Here are results, grouped by synchronous decision-making, asynchronous decision-making (promotion type), and asynchronous decision-making (stopping type). ASHA-PROM results are repeated in all plots for reference.

Synchronous HPO

Synchronous Multi-fidelity HPO

Asynchronous HPO

Asynchronous Multi-fidelity HPO (promotion)

Asynchronous Stopping

Asynchronous Multi-fidelity HPO (stopping)

These results are obtained on a single benchmark with a rather small configuration space. Nevertheless, they are roughly in line with results we obtained on a larger range of benchmarks. A few conclusions can be drawn, which may help readers choosing the best HPO method and its configuration for their own problem.

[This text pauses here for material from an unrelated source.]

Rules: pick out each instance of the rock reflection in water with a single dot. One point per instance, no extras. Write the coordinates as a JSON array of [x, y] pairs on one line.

  • Asynchronous methods outperform synchronous ones in general, in particular when it comes to any-time performance. A notable exception (on this benchmark) is SYNCMOBSTER, which performs en par with the best asynchronous methods.

  • Among the synchronous methods, SYNCMOBSTER performs best, followed by BOHB. SYNCHB and SYNCSH perform very similar. The performance of DEHB is somewhat disappointing on this benchmark.

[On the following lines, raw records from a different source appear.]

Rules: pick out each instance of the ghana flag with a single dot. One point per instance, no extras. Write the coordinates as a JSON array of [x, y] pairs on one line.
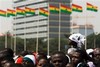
[[76, 8], [91, 7], [29, 11], [65, 9], [20, 11], [53, 9], [3, 13], [43, 12], [11, 12]]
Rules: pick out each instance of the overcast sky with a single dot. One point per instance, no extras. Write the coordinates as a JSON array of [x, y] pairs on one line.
[[84, 17]]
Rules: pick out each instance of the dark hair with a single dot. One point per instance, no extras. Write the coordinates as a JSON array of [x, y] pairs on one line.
[[84, 56], [7, 52]]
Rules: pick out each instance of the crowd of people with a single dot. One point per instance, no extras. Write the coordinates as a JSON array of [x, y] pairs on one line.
[[76, 56]]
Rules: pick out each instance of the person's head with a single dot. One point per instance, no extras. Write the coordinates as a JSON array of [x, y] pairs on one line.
[[29, 59], [79, 56], [42, 62], [23, 53], [69, 65], [41, 55], [7, 52], [96, 54], [76, 40], [58, 59]]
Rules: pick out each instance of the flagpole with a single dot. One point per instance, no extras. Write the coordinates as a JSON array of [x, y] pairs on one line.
[[15, 37], [59, 27], [48, 44], [37, 39], [86, 31], [25, 34], [6, 40]]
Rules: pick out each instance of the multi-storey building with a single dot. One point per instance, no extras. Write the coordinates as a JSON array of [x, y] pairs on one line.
[[31, 26], [83, 29]]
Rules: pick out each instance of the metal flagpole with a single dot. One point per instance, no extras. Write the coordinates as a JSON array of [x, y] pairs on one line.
[[6, 40], [86, 31], [37, 39], [59, 27], [24, 34], [15, 36], [48, 44]]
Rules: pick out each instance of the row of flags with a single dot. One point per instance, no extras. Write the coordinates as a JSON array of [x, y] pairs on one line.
[[52, 9]]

  • The best-performing methods on this benchmark are MOBSTER-JOINT and HYPERTUNE1-INDEP, with HYPERTUNE4-INDEP a close runner-up. For MOBSTER, the joint multi-task surrogate model should be preferred, while for HYPERTUNE, the independent GPs model works better.

  • On this benchmark, moving to multiple brackets does not pay off for the asynchronous methods. However, on benchmarks where the choice of \(r_{min}\) is more critical, moving beyond successive halving can be beneficial. In such cases, we currently recommend to use HYPERTUNE-INDEP, whose adaptive weighting and bracket sampling is clearly more effective than simpler heuristics used in Hyperband or BOHB.